Realogy, the world's largest real estate franchisor, made a very quiet announcement Sunday, that they were being taken private for approx. $9 billion, an 18% premium for shareholders to the then-current trading value. They are being bought by private equity firm Apollo. It almost make it under the ActiveRain radar but for blogs by Lawrence Yerkes, Michell Hall and Ken Stampe that seemed to get very few collective comments. Amazing, given their being the master franchisor for some of the biggest brands in the industry, including Coldwell Banker and Coldwell Banker Commercial, Century 21, ERA, Sotheby's and others.

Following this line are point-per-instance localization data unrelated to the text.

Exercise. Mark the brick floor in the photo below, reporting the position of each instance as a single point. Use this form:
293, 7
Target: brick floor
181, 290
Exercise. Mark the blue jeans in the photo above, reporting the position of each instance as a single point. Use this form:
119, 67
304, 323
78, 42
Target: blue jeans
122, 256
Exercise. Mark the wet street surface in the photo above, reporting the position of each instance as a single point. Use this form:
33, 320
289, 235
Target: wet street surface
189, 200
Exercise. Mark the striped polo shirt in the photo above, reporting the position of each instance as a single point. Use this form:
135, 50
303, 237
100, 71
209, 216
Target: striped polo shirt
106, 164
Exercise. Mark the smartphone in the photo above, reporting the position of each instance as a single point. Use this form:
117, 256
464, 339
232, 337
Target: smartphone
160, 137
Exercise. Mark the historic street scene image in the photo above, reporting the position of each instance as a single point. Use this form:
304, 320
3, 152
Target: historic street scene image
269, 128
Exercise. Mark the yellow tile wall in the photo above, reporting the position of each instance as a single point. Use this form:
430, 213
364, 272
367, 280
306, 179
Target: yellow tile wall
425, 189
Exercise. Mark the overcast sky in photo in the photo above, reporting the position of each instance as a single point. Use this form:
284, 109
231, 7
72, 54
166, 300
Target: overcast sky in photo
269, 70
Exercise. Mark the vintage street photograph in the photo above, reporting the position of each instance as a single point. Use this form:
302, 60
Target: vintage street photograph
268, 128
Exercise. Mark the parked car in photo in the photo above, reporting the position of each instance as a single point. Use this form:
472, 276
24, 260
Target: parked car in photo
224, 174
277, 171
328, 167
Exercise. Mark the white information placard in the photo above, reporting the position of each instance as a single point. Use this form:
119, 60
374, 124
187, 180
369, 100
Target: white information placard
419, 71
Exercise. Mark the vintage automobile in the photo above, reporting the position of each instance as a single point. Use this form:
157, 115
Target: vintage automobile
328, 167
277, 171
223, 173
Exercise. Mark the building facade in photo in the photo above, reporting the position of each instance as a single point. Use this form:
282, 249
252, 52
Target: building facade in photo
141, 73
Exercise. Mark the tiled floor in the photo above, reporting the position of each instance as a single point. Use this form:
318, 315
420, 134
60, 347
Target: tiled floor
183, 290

I've often wondered why they never made a push to combine their differently named competitor companies, but that's a much longer post. Regardless, as the parent company they were a pain in the butt to deal with and had none-to-friendly a reputation from most of the rest of the industry (from what I've personally heard and experienced). The only positive comment I saw on this deal so far (except from Realogy and Apollo) was from a principal broker at Coldwell Banker Commercial who seemed excited that the commercial side of Realogy's business will be given more attention now.
What jumps out at me is that the company, which has only about $1.6 billion in debt today plus other liabilities of $750 million, is being bought with about $7 billion in debt (get out the corporate credit card for this one!) and only $2 billion in equity. JP Morgan, Credit Suisse and others are in on the debt side. That's an awfully high level of debt to me, especially in a weakened (note, not weak) real estate market, for a player that's stuck to the most old-school of business models in their franchises (and had Re/Max, Keller Williams and others take massive market share percentage away in the past decade or two). That's not to say they still aren't profitable, just that they seem to be riding this one all the way into the ground one way or another. According to their SEC filings, Realogy's revenues year to date are down 10% from the same time last year (through the third quarter 10-Q) and profits are down a cool 30%+...not a good trend to be buying into - I sense a further spin-off, if not the re-IPO, maybe of the individual brands (or even that unfathomable combining of brands)? Immediately following the announcement S&P dropped Realogy's debt rating to "junk" grade (BB+, from a barely investment grade BBB before the announcement).
It's a great deal for the shareholders, who, again, get an 18% pop on their share price (and almost 30% on the average price since the August 1st start of trading of that firm spun off of Cendant). I just don't know where the upside is. Private equity firms like Apollo are certainly moving and shaking the real estate world, though. The far bigger buy-out of late was Blackstone's $36 billion (yes, that's four times this deal) buyout of Sam Zell's Equity Office Properties. That one was in the past two weeks as well, in a year where private equity firms, led by Blackstone, bought out quite a lot of publicly traded REITs.
On a much smaller note, Italian investor IFIL acquired a 2/3 stake in one of the bigger commercial real estate companies, Cushman & Wakefield, on Tuesday, for a more palatable $563 million.
Where is all this money coming from, and is there a bubble here somehow? I just wonder how long this deal can stay private with that high a debt load before they have to go back to the IPO market to bail them out, which is not an unheard of move for a private equity firm on a deal like this. Oh by the way, Realogy has the right to shop around for a better deal until Valentines Day, so if you're interested in buying a dinosaur for something over $9 billion, throw your hat in the ring (note: Apollo gets a $100 million break up fee if Realogy accepts a different deal, though).
I still wonder what this will end up resulting in for the well-known Realogy brands. I'm quite certain it won't be business as usual, despite the letter they sent to their franchisees (see Michell's blog post link above).
Dang...
I was just going to blog about this. What's in a Name?
When the company was Cendent who really wanted it? Now, they change their name and presto, chango, they're "worth" a cool 9 billion.
On Real Talk one of the brokers commented that he thought the buyers would take all the value out of the company, rename and re-IPO it and then it would just flop and all those stock holders would be holding a bag of worthless real estate.
I was stung by Cendent's problems in the late '90's...and I learn from my mistakes...I'll never buy their stock, no matter what name they choose. And, I'm sticking to that!